Mobile Technology in Policing: Home Office and National Policing Improvement Agency
HC 1765, Report by the Comptroller and Auditor General, Session 2010-12
- National Audit Office (NAO)
- TSO (The Stationery Office)
'Mobile Technology in Policing: Home Office and National Policing Improvement Agency (HC 1765)' concludes that the benefits of a programme to equip frontline police officers with mobile devices, has not achieved value for money from its £80 million of expenditure.
While mobile devices have enabled officers in many forces to spend more time out of their stations, cash savings have been limited and only one in five forces have used the devices effectively to improve their business and operational processes.

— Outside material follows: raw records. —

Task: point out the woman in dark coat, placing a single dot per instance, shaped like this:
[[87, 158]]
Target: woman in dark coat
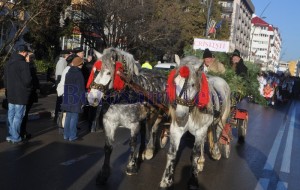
[[73, 99], [33, 98]]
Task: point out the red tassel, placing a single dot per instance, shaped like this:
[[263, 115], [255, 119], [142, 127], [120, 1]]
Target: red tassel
[[97, 66], [184, 72], [118, 82], [203, 98], [171, 88]]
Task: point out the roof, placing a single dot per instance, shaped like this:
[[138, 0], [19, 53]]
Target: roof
[[259, 22]]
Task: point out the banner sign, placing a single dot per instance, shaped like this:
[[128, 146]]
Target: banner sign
[[212, 45]]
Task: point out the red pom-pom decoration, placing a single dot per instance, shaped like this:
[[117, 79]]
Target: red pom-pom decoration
[[171, 88], [184, 72]]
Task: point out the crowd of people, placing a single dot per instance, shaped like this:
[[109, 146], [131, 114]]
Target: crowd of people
[[276, 88], [73, 77]]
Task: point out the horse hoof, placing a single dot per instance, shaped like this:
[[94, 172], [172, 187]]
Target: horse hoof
[[148, 154], [132, 171], [166, 185], [193, 184]]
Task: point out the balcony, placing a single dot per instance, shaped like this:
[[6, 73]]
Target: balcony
[[227, 9]]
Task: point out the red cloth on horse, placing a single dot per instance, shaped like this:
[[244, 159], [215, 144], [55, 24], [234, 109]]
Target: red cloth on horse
[[171, 88], [97, 67], [203, 97], [118, 82]]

The business case for the Mobile Information Programme, funded by the Home Office and managed by the National Policing Improvement Agency, focused upon the swift delivery of mobile devices with 41,000 devices being rolled out ahead of schedule by December 2010.
Although in reality the Agency cannot mandate forces and has little control over each force's investment decision, not enough consideration was given to how forces would use the mobile technology, how much local spending was required or how realistic the announced deadlines were. While the Programme did not explicitly set out to deliver cashable savings, these should have followed from objectives to reduce bureaucracy, increase efficiency and contribute to better policing.
Of the 32 forces responding to an NAO survey ten claimed relatively minor cashable savings with the remaining respondents citing drawbacks. However some forces are predicting greater savings in the future.